During Hajj, another important activity that is performed by all pilgrims is the mandatory sacrifice of animals, and distribution of its meat to the deserving, near the tent city of Mina.


This creates a unique demand and market of over a million goats and thousands of cattle.


This act carries a significant economic impact and generates a unique opportunity, especially for small animal farmers living in villages and rural areas to not only participate in a useful economic activity but also generate a good return to get their rightful share in this wealth transfer process to the lower segment of society.


The surplus meat from Saudi Arabia is also sent to poor countries in Asia and Africa to help communities with high levels of malnutrition or starvation.

Simultaneously, when the ritual of Hajj is being performed in Makkah, across the world over a billion Muslims celebrate the Eid of Sacrifice.


It is a special occasion where all the Muslims who can afford and possess surplus wealth are required to buy a healthy animal and sacrifice it and distribute the meat to help other deserving Muslims and minorities.

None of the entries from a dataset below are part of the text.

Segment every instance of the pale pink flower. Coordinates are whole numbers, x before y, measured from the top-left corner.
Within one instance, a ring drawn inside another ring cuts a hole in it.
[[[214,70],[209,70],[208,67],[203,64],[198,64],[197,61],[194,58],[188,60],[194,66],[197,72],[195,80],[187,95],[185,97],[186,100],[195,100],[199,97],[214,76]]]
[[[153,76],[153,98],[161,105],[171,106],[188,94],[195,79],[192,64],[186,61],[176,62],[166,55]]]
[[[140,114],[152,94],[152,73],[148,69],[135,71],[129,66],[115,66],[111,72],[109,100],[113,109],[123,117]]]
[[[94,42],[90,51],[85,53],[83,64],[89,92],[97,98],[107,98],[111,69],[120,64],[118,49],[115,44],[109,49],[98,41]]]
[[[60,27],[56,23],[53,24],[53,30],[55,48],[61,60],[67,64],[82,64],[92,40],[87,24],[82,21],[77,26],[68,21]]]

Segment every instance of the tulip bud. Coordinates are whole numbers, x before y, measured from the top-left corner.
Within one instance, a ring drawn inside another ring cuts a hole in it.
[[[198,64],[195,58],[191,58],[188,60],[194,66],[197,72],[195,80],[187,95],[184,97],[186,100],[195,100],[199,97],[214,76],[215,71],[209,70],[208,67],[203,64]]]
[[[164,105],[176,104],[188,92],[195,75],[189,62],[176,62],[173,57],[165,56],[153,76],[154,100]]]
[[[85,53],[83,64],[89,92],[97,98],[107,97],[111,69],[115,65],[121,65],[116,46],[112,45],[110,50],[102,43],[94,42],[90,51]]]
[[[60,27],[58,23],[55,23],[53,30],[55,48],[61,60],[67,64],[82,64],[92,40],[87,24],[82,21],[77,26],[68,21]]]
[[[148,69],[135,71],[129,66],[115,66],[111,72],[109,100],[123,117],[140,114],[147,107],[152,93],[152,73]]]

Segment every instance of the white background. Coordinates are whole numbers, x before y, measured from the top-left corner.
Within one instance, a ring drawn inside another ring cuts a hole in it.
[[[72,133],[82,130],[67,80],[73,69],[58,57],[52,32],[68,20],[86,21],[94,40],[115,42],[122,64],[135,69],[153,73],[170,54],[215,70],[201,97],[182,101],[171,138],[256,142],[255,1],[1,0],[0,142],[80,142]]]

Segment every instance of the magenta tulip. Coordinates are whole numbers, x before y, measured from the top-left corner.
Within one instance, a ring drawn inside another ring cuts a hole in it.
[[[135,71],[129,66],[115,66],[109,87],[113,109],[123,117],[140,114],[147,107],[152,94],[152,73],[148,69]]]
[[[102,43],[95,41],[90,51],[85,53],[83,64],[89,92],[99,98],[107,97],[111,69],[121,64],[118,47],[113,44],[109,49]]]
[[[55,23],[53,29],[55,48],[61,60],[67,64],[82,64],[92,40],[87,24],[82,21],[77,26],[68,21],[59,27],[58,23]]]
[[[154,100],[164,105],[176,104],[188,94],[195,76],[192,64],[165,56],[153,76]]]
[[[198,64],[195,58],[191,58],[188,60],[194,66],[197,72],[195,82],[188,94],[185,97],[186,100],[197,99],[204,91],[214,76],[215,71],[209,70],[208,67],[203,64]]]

This creates a powerful ripple effect with wealth transferring to the cattle farmers, small villagers, and to the rural economy from the richer segments and this in turn stimulates the rural economy.


Secondly, the distribution of meat can also be viewed as a transfer of wealth to the lower segment of society, especially those who cannot afford to buy the meat to feed their family, thus helping to reduce food insecurity and malnutrition.


Looking at the global economic impact and revenue generation, it can be safely concluded that Qurbani is yet another wonderful economic booster, particularly for Muslim countries.